Dr. Silva notes that the answer will vary for small- and large-scale producers. Landowners must weigh the costs and benefits of whether signing with a carbon program is the best option for them.
"A small landowner doesn't have the same scale as a large one, so it will depend on the forest. Carbon is a good source of income for landowners, since timber markets are more restricted in comparison to large-scale landowners," Dr. Silva said. "Landowners are allowed to make profit, and contribute to further reducing carbon dioxide. But there's a cost to postpone one year, and that's considered a risk in the model."
Co-principal investigator Dr. Shaun Tanger, assistant forestry professor and extension specialist stationed at the Coastal Research and Extension Center, added that the team is working to help determine which landowners would benefit from these programs.
"There are major things a landowner takes into consideration when deciding whether or not to postpone.
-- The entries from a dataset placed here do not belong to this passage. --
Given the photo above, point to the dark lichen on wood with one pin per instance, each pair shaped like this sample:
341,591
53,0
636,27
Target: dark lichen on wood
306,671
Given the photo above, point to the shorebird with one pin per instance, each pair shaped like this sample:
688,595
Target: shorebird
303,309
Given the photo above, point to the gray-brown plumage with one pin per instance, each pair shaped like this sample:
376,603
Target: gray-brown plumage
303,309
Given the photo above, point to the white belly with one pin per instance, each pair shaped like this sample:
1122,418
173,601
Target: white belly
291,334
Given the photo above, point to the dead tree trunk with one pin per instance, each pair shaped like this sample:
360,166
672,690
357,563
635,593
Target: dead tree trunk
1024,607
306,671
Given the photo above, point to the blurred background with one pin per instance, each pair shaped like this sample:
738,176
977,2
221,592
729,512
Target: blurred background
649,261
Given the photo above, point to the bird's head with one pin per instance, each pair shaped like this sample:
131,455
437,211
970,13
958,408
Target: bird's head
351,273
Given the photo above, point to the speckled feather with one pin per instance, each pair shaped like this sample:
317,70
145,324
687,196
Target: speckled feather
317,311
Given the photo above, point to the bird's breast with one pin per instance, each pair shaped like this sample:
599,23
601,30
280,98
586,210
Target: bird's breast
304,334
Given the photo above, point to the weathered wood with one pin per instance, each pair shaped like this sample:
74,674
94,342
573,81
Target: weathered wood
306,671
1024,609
That's what we're digging into now," Tanger said. "We want to map everything out, so we can see who should and shouldn't be doing this, under what circumstances, and what price tag to put on their trees."
Landowners are offered a one-year agreement from NCX to postpone their tree harvest. Tanger said NCX essentially acts as a broker for companies wanting to reduce the carbon in the atmosphere. Landowners are then asked to put a price on their units, they are matched with consumer companies, and an auction is then held where a market price is determined. After the one year is up, landowners are able to harvest like they planned the previous year or re-enroll for another year.
Tanger said marketing trees for carbon sequestration offers social benefits.
"Natural methods for carbon sequestration are the cheapest, most effective way of keeping carbon out of the atmosphere," Tanger said. "Extending tree rotations has a social benefit of holding that carbon an additional year. There are other ecosystems that sequester carbon, but timberlands offer the most bang for the buck."
The research is something Tanger believes landowners will be able to easily implement, noting the model offers a simple way for landowners to make the best decision.
"Landowners will be able to understand the model because it's very straightforward," he said. "Landowners can wrap their head around the formulas we are developing and then they're able to figure out what their reservation price should look like. We are giving them something simple to use that improves the success of these programs and are excited to be working on this."
This research is funded by International Paper.